Graph clustering is a research area, which methods of algorithm engineering can contribute to decisively. Presumably, theoretical insights into formally and rigorously defined optimization problems in this field will only be of limited use, since they typically do not cover all relevant aspects of graph clustering. On the other hand, experimental results on specific applications or data sets are not sufficient for gaining consolidated findings that are valid beyond a fixed application. However, due to the increasing need for methods for the evaluation of huge datasets, which are nowadays collected electronically, more generally applicable algorithms are compulsory.
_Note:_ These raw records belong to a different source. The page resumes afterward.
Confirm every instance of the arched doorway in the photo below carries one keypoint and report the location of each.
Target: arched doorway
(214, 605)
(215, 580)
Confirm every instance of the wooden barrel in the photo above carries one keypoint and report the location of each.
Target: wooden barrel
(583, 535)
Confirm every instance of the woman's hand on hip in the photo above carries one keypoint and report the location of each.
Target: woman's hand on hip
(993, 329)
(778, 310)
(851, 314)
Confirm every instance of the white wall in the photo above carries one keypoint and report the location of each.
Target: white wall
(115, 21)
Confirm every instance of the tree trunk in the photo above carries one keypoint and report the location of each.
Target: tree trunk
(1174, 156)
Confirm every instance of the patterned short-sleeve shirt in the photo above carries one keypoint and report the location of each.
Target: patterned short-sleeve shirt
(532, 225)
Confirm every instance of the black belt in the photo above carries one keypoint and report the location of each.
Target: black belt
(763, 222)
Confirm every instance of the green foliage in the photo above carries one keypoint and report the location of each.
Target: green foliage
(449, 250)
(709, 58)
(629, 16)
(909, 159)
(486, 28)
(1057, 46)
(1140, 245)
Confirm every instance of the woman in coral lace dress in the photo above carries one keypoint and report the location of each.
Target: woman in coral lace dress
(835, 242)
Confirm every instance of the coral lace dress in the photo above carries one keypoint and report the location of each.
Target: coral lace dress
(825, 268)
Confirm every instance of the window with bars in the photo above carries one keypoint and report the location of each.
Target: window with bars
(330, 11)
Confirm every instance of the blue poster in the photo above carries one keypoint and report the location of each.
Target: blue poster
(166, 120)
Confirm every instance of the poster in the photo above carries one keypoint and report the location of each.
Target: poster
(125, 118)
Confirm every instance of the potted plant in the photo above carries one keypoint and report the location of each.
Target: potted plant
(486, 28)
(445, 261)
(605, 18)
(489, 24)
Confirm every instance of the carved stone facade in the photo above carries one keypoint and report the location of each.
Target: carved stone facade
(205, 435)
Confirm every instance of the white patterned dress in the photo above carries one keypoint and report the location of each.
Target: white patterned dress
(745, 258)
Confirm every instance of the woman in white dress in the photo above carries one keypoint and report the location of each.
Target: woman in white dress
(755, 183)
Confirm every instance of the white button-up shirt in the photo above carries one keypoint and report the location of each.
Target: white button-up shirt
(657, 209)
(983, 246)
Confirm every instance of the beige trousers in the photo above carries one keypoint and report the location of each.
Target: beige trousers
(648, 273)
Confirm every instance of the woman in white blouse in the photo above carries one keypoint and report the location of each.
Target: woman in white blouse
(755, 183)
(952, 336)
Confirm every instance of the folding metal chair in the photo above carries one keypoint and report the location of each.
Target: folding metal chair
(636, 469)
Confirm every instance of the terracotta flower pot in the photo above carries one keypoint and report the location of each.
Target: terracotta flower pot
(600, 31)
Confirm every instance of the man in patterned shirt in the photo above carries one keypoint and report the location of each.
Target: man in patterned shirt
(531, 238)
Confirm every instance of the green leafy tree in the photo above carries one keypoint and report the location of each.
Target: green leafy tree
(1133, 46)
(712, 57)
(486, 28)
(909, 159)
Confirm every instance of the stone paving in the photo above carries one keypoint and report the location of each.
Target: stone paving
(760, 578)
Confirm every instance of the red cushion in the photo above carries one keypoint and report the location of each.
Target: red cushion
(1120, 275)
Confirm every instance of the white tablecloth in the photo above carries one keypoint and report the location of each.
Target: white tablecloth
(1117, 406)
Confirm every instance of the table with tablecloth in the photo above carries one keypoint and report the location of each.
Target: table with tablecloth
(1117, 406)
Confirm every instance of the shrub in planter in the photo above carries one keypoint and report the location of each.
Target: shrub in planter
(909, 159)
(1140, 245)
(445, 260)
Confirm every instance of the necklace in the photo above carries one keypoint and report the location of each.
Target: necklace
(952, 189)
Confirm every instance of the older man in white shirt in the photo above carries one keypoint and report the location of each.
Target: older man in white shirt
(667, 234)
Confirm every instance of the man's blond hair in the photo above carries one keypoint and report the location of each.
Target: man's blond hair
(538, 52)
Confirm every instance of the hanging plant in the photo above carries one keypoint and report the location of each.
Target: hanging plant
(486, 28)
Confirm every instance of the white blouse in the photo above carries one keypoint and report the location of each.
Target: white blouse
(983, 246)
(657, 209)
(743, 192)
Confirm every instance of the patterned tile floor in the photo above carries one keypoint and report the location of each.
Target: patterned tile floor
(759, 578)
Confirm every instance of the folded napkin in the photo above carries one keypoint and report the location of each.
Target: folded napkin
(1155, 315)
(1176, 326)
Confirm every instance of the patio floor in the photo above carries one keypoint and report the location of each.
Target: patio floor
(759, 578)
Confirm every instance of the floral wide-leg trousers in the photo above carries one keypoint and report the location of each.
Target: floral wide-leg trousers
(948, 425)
Not the least reason algorithmics is called for to provide better procedures, is the fact that in the past years physics pushed into this field (there called “community detection”) within the scope of the heavily fostered domain of “complex systems”. In our opinion algorithm engineering can set something against the physics' approach, since it provides appropriate methods to arrive at universally valid and conferrable insights.

Concretization

In the realization of these intentions we pursue the following goals in the long term:

  1. A systematic modeling of all algorithmic aspects of the clustering of static and of evolving graphs: systematics of quality indices, formulation of measures for comparing clusterings of different static graphs and of different snapshots of an evolving graph.
  2. The development of software tools that support an experimental inspection of clustering algorithms for graphs. Apart from implementations of various algorithms and quality indices this includes measures and procedures for the direct comparison of clusterings, graph generators and a data structure for an apt representation of time-dependent graphs in particular.
  3. The development of algorithms for clustering static and evolving graphs, for which we can state qualitative assertion that are valid beyond a fixed set of applications. The computation of cuts and separators shall be incorporated both as an auxiliary means and as an independent topic.
  4. The development of clustering and decomposition algorithms against the background of selected applications in the field of network analysis. Potentially this will lead to cases of application that concern very large graphs. In this case we shall also consider models (e.g. a streaming model) for handling huge data sets.
  5. The allocation of benchmarks. Besides synthetic data we shall provide meaningful benchmarks that originate from application data.